On the opening day, I head to work for about an hour or so, and report to Dirksen at 9:30 a.m. (mandated by the judge). I grab a Jamba Juice, walk into the lobby and enter a media circus. Every television network is set up along with reporters and sketch artists.
The place is buzzing. I go to security, empty my pockets and I feel like Beaver Cleaver. I got probably eight bucks in change, gum wrappers, receipts, a couple of crumpled napkins and a few singles hanging out of my pockets. I had “Dork Juror” written all over me. If you were waiting behind me in line, I guarantee you’re pissed.

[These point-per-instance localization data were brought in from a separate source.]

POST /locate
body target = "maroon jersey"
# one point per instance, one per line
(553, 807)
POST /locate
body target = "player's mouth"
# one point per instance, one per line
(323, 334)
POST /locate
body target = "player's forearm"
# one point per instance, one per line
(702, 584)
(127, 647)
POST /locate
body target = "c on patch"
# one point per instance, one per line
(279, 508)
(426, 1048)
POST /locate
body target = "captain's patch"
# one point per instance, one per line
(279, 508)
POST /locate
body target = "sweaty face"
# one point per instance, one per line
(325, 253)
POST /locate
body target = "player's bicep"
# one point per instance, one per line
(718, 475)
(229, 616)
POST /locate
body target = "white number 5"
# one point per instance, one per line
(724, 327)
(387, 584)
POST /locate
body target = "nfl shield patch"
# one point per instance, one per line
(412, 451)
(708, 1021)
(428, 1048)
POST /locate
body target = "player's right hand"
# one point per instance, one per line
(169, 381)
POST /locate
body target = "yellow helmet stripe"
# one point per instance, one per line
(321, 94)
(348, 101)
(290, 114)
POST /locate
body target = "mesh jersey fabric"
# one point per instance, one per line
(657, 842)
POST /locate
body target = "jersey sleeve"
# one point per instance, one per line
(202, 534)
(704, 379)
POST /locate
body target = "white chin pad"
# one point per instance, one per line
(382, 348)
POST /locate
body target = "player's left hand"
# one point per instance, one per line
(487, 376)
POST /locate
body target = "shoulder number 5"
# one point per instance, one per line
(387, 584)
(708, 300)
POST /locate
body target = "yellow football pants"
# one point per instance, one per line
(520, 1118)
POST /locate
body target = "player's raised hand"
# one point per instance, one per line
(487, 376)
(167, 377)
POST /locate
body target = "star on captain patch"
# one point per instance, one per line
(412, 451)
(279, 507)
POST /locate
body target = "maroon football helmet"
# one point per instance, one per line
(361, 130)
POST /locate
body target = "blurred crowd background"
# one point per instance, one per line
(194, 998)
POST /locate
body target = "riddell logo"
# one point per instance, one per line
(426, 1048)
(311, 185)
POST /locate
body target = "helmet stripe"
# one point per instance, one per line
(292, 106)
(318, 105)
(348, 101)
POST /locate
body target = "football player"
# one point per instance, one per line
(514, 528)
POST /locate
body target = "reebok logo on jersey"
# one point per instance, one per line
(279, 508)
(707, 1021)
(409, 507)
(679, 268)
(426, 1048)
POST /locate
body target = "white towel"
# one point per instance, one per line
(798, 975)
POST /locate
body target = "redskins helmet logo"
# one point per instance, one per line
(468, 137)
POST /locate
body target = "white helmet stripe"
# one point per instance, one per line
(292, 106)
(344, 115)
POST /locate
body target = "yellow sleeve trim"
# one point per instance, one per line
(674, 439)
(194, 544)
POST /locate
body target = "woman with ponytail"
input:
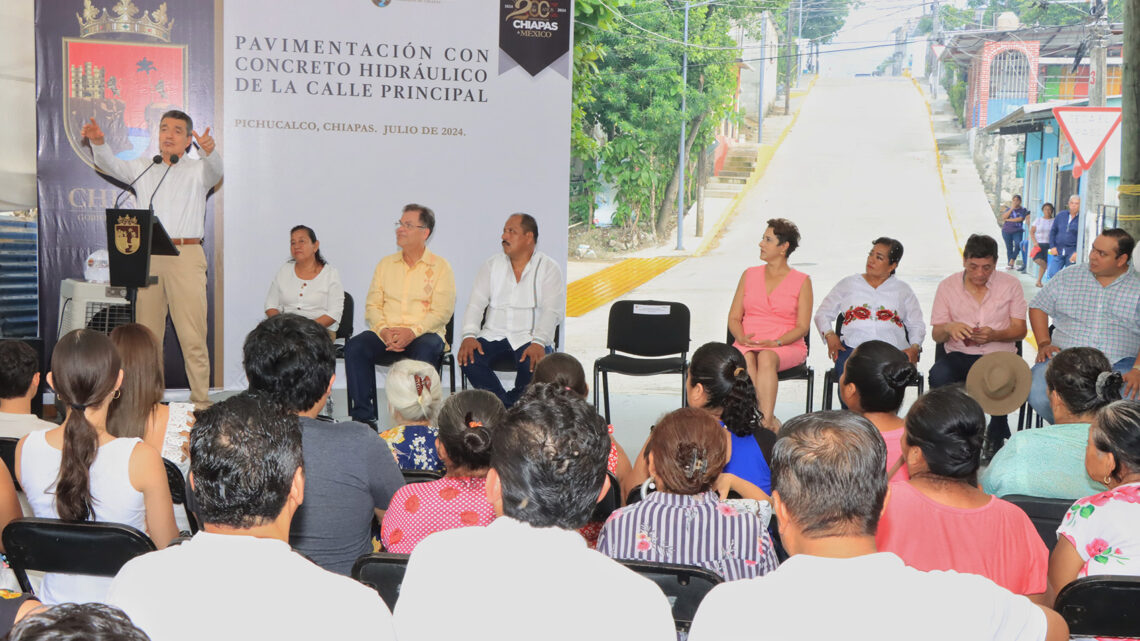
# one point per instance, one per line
(1049, 462)
(685, 521)
(414, 394)
(466, 422)
(718, 382)
(80, 472)
(872, 384)
(939, 520)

I get into the jury room, and take the remaining seat in the corner next to Lindy who would become my buddy during the rest of the trail. The jury room is like a miniature (10 x 20’) purgatory. About 10 jigsaw puzzles and a small fridge stocked with water and some Diet Cokes. It had two bathrooms, but if I had to sit to do my business, I would not be very popular among my comrades. Mind you, there were 18 of us shoehorned in here. Needless to say, I held in any deposits until lunchtime.
First piece of action, like any red-blooded male, I look around and see if there is any “talent” in the room. I radar a cute redhead, who I so brilliantly nicknamed “Red,” who was putting together a puzzle of the Hancock Tower with some other jurors.
Finally, to break the ice, boredom and overall tension in the room, I throw out: “Hey Red, you happily married?” She looks at me, startled. I say, “I gotta feeling we are gonna be in here awhile, how about a little side action?”
Of course that went over like a turd on a witness stand, but I think I did loosen them up a bit.